Il brutale assassinio di Abderrahim Fakir, avvenuto durante un intervento della polizia con modalità simili a quelle perpetrate dalla milizia trumpiana ICE, ha suscitato sdegno tra i lavoratori, le forze democratiche e antifasciste di tutta Italia.

La morte di Fakir si inserisce in un clima caratterizzato da politiche e misure razziste, securitarie e militariste, soppressione delle libertà democratiche e violenze contro i migranti e i lavoratori in sciopero, pestaggi di manifestanti e “scudo penale” per chi li commette.

Le forze di destra e fasciste si rincorrono sul piano della cosiddetta sicurezza, invocando una giustizia “fai da te”. Chiedono spudoratamente l’immunità per chi usa armi da fuoco al di fuori della legittima difesa. Vogliono trascinare il paese nell’abisso del razzismo e del fascismo, lo portano alla guerra e alla rovina.
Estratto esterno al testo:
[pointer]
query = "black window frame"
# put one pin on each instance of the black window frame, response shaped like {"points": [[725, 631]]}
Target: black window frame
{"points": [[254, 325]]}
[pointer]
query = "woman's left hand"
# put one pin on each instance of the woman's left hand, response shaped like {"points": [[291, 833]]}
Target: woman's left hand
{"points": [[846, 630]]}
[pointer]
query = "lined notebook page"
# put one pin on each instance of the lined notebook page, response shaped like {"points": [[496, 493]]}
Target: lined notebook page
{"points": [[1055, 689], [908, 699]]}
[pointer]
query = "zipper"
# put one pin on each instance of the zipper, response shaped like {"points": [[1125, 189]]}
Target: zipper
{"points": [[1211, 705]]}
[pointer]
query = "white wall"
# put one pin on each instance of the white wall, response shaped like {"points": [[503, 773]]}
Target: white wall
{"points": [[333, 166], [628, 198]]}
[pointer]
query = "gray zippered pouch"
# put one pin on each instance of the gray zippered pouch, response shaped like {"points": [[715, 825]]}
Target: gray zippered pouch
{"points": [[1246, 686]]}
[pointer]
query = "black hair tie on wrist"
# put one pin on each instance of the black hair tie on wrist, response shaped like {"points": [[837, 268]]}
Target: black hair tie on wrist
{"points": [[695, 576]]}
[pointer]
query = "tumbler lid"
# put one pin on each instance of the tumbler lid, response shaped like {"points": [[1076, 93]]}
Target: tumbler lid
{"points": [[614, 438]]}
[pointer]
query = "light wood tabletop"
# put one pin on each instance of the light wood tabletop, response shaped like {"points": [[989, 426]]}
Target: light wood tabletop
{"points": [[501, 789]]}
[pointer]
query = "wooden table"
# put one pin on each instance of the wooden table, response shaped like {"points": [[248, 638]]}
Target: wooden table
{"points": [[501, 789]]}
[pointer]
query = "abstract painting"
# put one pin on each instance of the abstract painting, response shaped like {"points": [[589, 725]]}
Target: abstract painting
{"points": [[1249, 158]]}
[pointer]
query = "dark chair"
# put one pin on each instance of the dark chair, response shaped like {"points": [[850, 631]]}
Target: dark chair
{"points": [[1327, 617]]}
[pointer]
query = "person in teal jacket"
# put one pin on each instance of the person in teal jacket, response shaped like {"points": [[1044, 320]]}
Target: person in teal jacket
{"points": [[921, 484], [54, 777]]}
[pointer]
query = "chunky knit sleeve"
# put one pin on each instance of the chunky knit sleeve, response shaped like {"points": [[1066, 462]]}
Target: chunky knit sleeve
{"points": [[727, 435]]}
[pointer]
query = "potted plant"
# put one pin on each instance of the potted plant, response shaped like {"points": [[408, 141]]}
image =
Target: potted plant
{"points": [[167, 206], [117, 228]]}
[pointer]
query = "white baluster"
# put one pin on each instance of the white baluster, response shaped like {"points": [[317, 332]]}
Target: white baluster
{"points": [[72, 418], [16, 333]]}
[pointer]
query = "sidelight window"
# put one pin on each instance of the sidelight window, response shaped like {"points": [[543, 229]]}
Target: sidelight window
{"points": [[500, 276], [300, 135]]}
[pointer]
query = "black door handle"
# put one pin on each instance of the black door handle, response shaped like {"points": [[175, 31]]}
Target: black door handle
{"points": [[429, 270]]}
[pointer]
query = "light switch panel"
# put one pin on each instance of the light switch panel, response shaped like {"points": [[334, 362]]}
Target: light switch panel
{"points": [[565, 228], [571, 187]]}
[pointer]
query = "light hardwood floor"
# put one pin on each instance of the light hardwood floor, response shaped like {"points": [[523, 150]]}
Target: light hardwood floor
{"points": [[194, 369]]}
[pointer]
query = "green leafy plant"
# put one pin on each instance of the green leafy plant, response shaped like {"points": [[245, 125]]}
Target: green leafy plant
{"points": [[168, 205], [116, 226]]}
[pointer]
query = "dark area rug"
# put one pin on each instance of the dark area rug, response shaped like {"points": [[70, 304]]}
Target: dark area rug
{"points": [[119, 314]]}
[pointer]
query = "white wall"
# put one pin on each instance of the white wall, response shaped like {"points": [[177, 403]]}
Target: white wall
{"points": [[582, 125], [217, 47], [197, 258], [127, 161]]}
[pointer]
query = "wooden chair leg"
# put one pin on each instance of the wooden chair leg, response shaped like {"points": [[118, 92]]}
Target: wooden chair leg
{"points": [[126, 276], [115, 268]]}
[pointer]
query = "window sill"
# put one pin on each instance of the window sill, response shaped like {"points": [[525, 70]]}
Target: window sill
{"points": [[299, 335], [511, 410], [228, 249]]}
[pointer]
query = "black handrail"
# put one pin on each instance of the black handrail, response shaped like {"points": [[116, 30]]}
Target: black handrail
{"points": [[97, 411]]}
Sin da quando il fatto è accaduto, a Bologna e in molte altre città si susseguono manifestazioni, vibranti proteste e scioperi per esigere giustizia e castigo per chi ha ucciso una persona che semplicemente doveva essere aiutata, come Fakir invocava.

Alla manifestazione convocata lunedì sera a Bologna, alla quale abbiamo partecipato, una gremita piazza Nettuno con più di 5000 manifestanti di ogni età, specialmente giovani, donne e anziani, ha sommerso il podio al grido di “assassini!”.

L’assassinio di Fakir non è purtroppo un fatto isolato. Sono ancora vivi i casi di Giuliani, Aldrovandi, Cucchi, Uva, Bianzino, Eliantonio, Lonzi, Aprile Gatti, El Abouby e di tutti gli altri assassinati, torturati, vessati dalla repressione borghese.

Aumenta di giorno in giorno la consapevolezza che il disegno repressivo e securitario è di portata internazionale, passando per l’oppressione e l’aggressione imperialista ai popoli: Palestina, Iran, Libano, Venezuela, Cuba… così come passa per il riarmo, l’aumento delle spese militari, a detrimento delle spese sociali per sanità, pensioni, scuola.

La necessità di unirsi in un largo fronte popolare democratico, antifascista e antimperialista, diventa sempre più un’esigenza politica per fermare le minacce di guerra e fascismo.

Denunciamo il carattere oppressivo dello Stato borghese che difende gli interessi di una minoranza di sfruttatori!

Che si rafforzi la solidarietà tra operai e settori popolari contro la repressione e l’impunità delle forze poliziesche!

Uniamoci e mobilitiamoci in difesa degli interessi, dei diritti e delle libertà conquistate con il sangue dei lavoratori!

Via il governo del riarmo, della repressione e della vergogna!